Pengusaha: Cuti Melahirkan 6 Bulan Tambah Beban Baru
Money Now21- Dewan Perwakilan Rakyat (DPR) RI mengesahkan Rancangan Undang-Undang Kesejahteraan Ibu dan Anak (RUU KIA) yang menetapkan cuti melahirkan selama 6 bulan pada Fase 1.000 Hari Pertama Kehidupan, pada Selasa (4/6/2024).
Ketua Asosiasi Pengusaha Indonesia (APINDO), Shinta W Kamdani, menyatakan dukungannya terhadap upaya pemerintah dalam meningkatkan kesejahteraan ibu dan anak.
Program ini sejalan dengan upaya APINDO untuk menurunkan angka stunting di Indonesia.
Dampak pada Dunia Usaha
Meski demikian, Shinta mengungkapkan kekhawatirannya terkait beban baru yang mungkin ditanggung oleh dunia usaha akibat aturan cuti melahirkan selama 6 bulan.
Menurutnya, perlu ada dialog sosial yang efektif antara pekerja dan pengusaha serta kebijakan yang jelas dalam Peraturan Perusahaan (PP) atau Perjanjian Kerja Bersama (PKB).
Ini bertujuan agar aturan baru dapat diimplementasikan dengan baik tanpa mengganggu operasional bisnis.
Peran Pemerintah dalam Kesejahteraan Ibu dan Anak
Shinta juga menekankan pentingnya peran pemerintah dalam menyediakan fasilitas kesehatan yang memadai dan berkualitas.
Peningkatan ketersediaan dan kualitas pelayanan kesehatan primer melalui fasilitas Puskesmas dan pelayanan poliklinik swasta yang didukung oleh rumah sakit pemerintah dan swasta adalah langkah penting untuk mendukung kesejahteraan ibu dan anak.
Rincian UU KIA tentang Cuti Melahirkan
UU KIA menjamin ibu bekerja yang mengambil cuti melahirkan selama 6 bulan tetap mendapatkan gaji.
Pasal 4 Ayat (3) huruf a menyebutkan bahwa cuti ini terdiri dari 3 bulan pertama secara penuh dan 3 bulan berikutnya jika terdapat kondisi khusus yang dibuktikan dengan surat dokter.
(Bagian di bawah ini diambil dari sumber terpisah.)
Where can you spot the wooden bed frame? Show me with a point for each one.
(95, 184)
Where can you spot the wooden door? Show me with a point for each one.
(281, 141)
Pasal 5 Ayat (2) menjelaskan ketentuan pembayaran upah selama cuti melahirkan, yaitu penuh untuk 3 bulan pertama, penuh untuk bulan keempat, dan 75 persen untuk bulan kelima dan keenam.
Syarat Tambahan Cuti Melahirkan
Cuti tambahan 3 bulan diberikan kepada ibu yang mengalami kondisi khusus seperti gangguan kesehatan atau komplikasi pascapersalinan, serta ibu yang melahirkan anak dengan masalah kesehatan.
Kondisi ini diatur dalam Pasal 4 Ayat (5), yang menyebutkan bahwa cuti tambahan hanya diperuntukkan bagi ibu dengan kondisi khusus yang mengalami gangguan kesehatan atau komplikasi.
Kesimpulan
Dengan adanya UU KIA, diharapkan kesejahteraan ibu dan anak dapat lebih terjamin.
Namun, pelaksanaannya perlu dipersiapkan dengan baik agar tidak mengganggu keberlangsungan operasional bisnis.
Pemerintah diharapkan dapat mendukung dengan penyediaan fasilitas kesehatan yang memadai, serta memastikan dialog sosial yang efektif antara pekerja dan pengusaha untuk mencapai kesepakatan yang adil dan menguntungkan bagi semua pihak.